KNN Regression Numerical Example
K-Nearset neighbors algorithms are one of the easiest ways to implement regression and classification in machine learning. This article discusses the basics of K-Nearest neighbors regression, its applications, advantages, and disadvantages. It also discusses a numerical example of the KNN regression algorithm.
What is Regression?
Regression in machine learning is a statistical method used to model the relationship between a dependent variable and one or more independent variables. We use regression to develop a mathematical equation that can be used to predict the value of the dependent variable based on the values of the independent variables.
There are different types of regression algorithms such as linear regression, multiple regression, polynomial regression, and logistic regression. In all these algorithms, the basic idea is to find a function that maps the independent variables to the dependent variables. You can use the following links to learn more about the regression algorithms.
Now, we will discuss K-Nearest Neighbors i.e. KNN regression to understand the concepts.
What is KNN Regression?
KNN (K-Nearest Neighbors) regression is a type of instance-based learning or non-parametric regression algorithm. It uses the training data to make predictions. It does not learn a model that can be used to make predictions for new data points. The KNN algorithm doesn’t make any assumptions about the training dataset.
It is a simple and straightforward approach to regression that can be used for both regression and classification problems. In KNN regression, we predict the value of a dependent variable for a data point based on the average or mean of the target values of its K nearest neighbors in the training data. The value of K is a user-defined hyperparameter. It determines the number of nearest neighbors used to make the prediction.
KNN regression is different from linear or polynomial regression as it does not make any assumptions about the underlying relationship between the features and the target variables. For instance, linear regression and multiple regression work on the assumption that the dependent variables and the independent variables in a dataset are linearly related. The KNN regression algorithm doesn’t make any such assumptions. Instead, it relies on the patterns in the data to make predictions.
The K-Nearest Neighbors algorithm is a scalable approach to regression. This is a good choice for large datasets as well as small datasets. Also, we can use KNN regression for both continuous and categorical target variables (as in KNN classification). However, it is important to choose the right value of K, as a small value can lead to overfitting and a large value can lead to underfitting.

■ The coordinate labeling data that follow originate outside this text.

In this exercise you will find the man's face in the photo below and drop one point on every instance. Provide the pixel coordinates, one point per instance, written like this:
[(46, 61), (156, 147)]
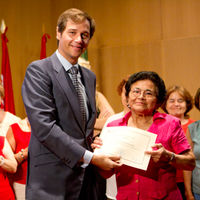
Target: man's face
[(74, 40)]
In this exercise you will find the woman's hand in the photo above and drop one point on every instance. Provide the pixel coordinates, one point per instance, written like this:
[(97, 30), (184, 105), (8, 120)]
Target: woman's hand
[(160, 154), (97, 143)]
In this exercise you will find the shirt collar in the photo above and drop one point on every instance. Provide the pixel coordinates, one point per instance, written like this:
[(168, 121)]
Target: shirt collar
[(65, 63)]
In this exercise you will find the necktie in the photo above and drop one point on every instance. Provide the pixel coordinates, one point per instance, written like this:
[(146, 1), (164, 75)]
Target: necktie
[(74, 72)]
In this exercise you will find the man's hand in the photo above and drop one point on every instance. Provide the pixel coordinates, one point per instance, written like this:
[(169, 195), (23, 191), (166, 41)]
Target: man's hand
[(106, 162)]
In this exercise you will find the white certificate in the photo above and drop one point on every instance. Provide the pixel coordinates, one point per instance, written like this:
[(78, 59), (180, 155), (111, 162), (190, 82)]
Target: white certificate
[(129, 143)]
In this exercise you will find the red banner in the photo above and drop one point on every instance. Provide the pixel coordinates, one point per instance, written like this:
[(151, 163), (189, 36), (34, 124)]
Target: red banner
[(43, 45), (6, 76)]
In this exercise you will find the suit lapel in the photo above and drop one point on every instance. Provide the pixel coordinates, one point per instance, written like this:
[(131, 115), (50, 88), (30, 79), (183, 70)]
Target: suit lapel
[(89, 88), (69, 91)]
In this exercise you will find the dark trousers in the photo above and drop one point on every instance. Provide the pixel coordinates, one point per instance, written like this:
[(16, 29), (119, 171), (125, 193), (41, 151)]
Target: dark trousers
[(94, 186), (181, 187)]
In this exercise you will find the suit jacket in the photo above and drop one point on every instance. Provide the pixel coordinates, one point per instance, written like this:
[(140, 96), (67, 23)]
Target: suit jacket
[(59, 139)]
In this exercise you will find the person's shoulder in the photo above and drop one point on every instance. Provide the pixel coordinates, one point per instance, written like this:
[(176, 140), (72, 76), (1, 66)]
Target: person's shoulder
[(194, 124), (166, 117), (12, 118), (43, 62), (87, 71)]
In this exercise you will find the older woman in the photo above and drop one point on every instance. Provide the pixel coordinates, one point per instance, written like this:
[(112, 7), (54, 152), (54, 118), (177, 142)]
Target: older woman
[(145, 92), (7, 164), (178, 103), (192, 179)]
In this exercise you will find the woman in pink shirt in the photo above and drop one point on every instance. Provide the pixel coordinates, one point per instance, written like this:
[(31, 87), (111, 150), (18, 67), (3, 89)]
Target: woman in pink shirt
[(178, 103), (145, 92)]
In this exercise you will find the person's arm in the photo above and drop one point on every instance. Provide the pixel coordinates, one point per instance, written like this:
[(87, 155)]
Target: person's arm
[(41, 90), (109, 170), (8, 162), (23, 153), (105, 112), (187, 175), (160, 155)]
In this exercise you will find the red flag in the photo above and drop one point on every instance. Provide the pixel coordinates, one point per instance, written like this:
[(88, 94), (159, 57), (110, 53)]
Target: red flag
[(43, 45), (6, 76)]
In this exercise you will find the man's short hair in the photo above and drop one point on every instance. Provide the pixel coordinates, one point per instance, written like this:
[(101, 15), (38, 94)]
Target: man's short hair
[(76, 16)]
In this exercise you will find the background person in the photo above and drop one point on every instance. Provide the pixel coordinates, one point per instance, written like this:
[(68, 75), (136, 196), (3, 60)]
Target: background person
[(6, 118), (59, 97), (18, 137), (178, 103), (111, 186), (7, 164), (145, 92), (192, 179), (103, 107)]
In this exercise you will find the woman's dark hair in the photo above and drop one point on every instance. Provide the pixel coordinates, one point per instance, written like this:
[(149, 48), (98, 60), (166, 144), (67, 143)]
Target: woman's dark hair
[(196, 99), (184, 93), (152, 76)]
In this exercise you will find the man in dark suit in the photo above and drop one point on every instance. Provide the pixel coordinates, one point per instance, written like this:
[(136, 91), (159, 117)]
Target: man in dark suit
[(61, 162)]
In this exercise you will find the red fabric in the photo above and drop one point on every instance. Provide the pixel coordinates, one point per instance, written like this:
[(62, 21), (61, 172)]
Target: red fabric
[(6, 76), (22, 139), (43, 45), (6, 192), (179, 173)]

Now that we have an idea of what the K-Nearest Neighbors regression algorithm looks like, let us discuss the algorithm first.
KNN Regression Algorithm
The KNN regression algorithm can be broken down into the following steps:
- Choose a value for K: We first choose a value for K. This determines the number of nearest neighbors used to make the prediction.
- Calculate the distance: After choosing K, we calculate the distance between each data point in the training set and the target data point for which a prediction is being made. For this, we can use a variety of distance metrics, including Euclidean distance, Manhattan distance, or Minkowski distance.
- Find the K nearest neighbors: After calculating the distance between the existing data points and the new data point, we identify K nearest neighbors by selecting the K data points nearest to the new data point.
- Calculate the prediction: After finding the neighbors, we calculate the value of the dependent variable for the new data point. For this, we take the average of the target values of the K nearest neighbors.
Hence, after executing the above steps, we can find the value of the dependent variable for any set of data points. Let us now discuss a numerical example to understand the KNN regression algorithm in a better way.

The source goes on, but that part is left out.